Saat itu Om Andre meminta Marsya untuk menemaninya membeli martabak, sebenarnya Marsya ingin menolak, tetapi Om Andre beralasan jika martabak itu untuk nenek dan kakek, dan setelah membeli martabak dia akan langsung pulang, jadi Marsya terpaksa menurutinya.
"ohh gitu ya" jawab Marsya setengah hati karena bingung harus menjawab seperti apa.
"iyaa neng, trus tiap dia mau beli apa-apa pasti om kasih, tas, sepatu, make up dll, meskipun gak mak*ng l*ve pasti om kasih apa yang dia mau"
Marsya hanya bisa menggaruk kepalanya yang tidak gatal karena semakin bingung untuk menanggapinya, dan semakin merasa tidak nyaman atas obrolan itu.
"neng mau ngga kaya anaknya temen om? Gausah sampe mak*ng l*ve, cuma ngoc**kin kem*al*n om sampe keluar aja cairannya, nanti apapun yang neng mau pasti om kasih"
Marsya terperangah tidak percaya dengan apa yang di dengarnya, bisa-bisanya adik papanya itu mempunyai pemikiran seperti itu.
"Lu sinting ya om? Orang gila mana yang berani-beraninya ngajakin berbuat hal yang tercela sama keponakannya sendiri?
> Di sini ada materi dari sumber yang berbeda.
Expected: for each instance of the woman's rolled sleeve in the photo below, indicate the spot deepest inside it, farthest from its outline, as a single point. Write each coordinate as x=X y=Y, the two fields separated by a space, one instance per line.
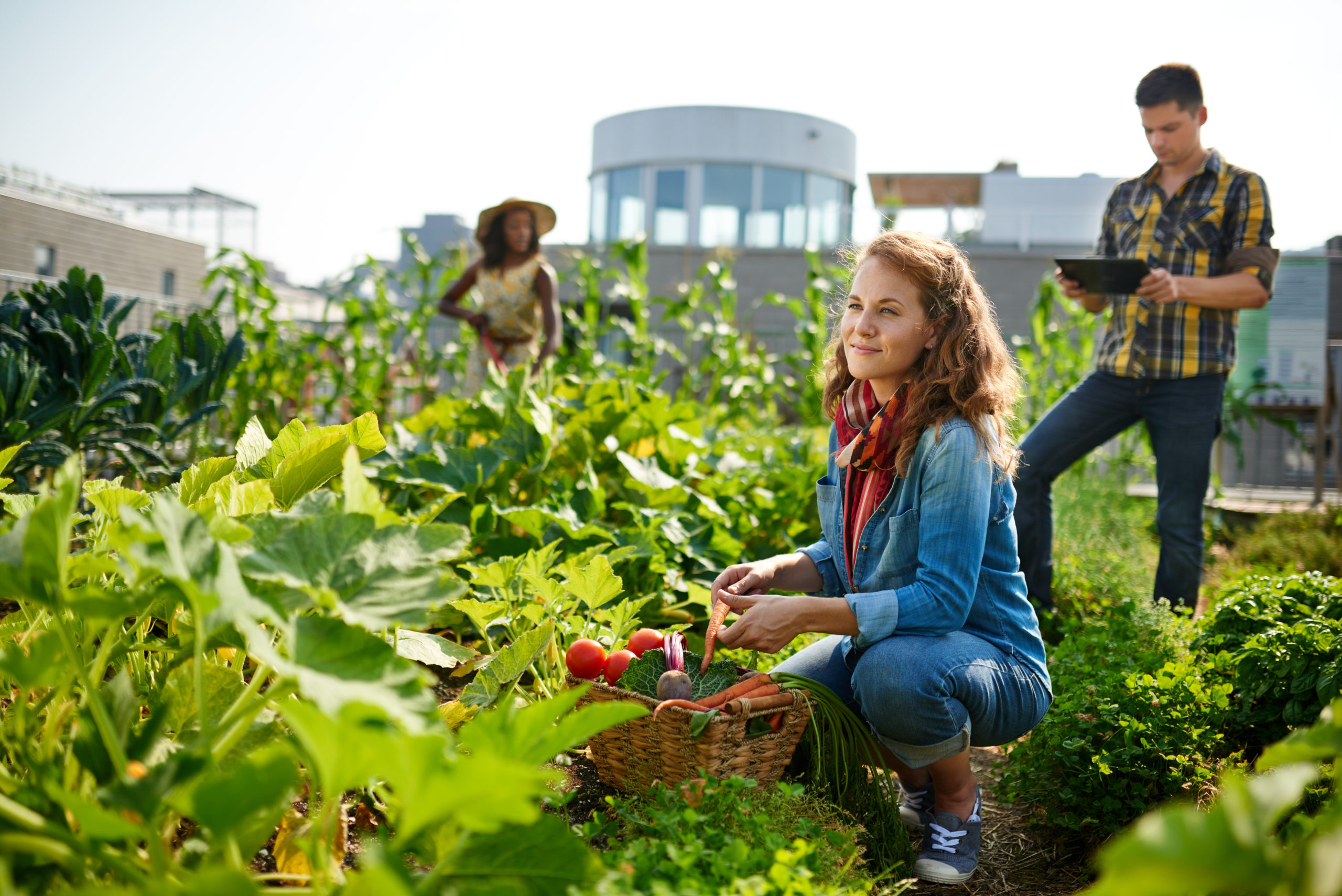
x=823 y=557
Kita ini keluarga om, meskipun bukan keluarga juga gua ogah" tekan Marsya, inginnya dia meledak-ledak tetapi dia ingat saat itu dirinya masih di tukang martabak.
Detik itu juga Marsya berlari meninggalkan om Andre untuk pulang kerumah, dengan perasaan was-was takut om nya itu berbuat nekat. Sampai dirumah neneknya Marsya langsung mengunci diri di dalam kamarnya, tak dia hiraukan lagi orang-orang rumah. Untungnya sejak saat itu sampai kelulusannya tiba om nya itu tidak pernah menampakkan batang hidungnya lagi.
*****
Allahuakbar...Allahuakbar
Marsya terjaga dari tidurnya saat mendengar suara adzan subuh dari masjid, dilihatnya papa, nenek, dan kakeknya juga ternyata sudah bangun. Papa dan kakeknya shalat subuh di masjid, sedangkan Marsya dan neneknya shalat subuh di kamarnya masing-masing.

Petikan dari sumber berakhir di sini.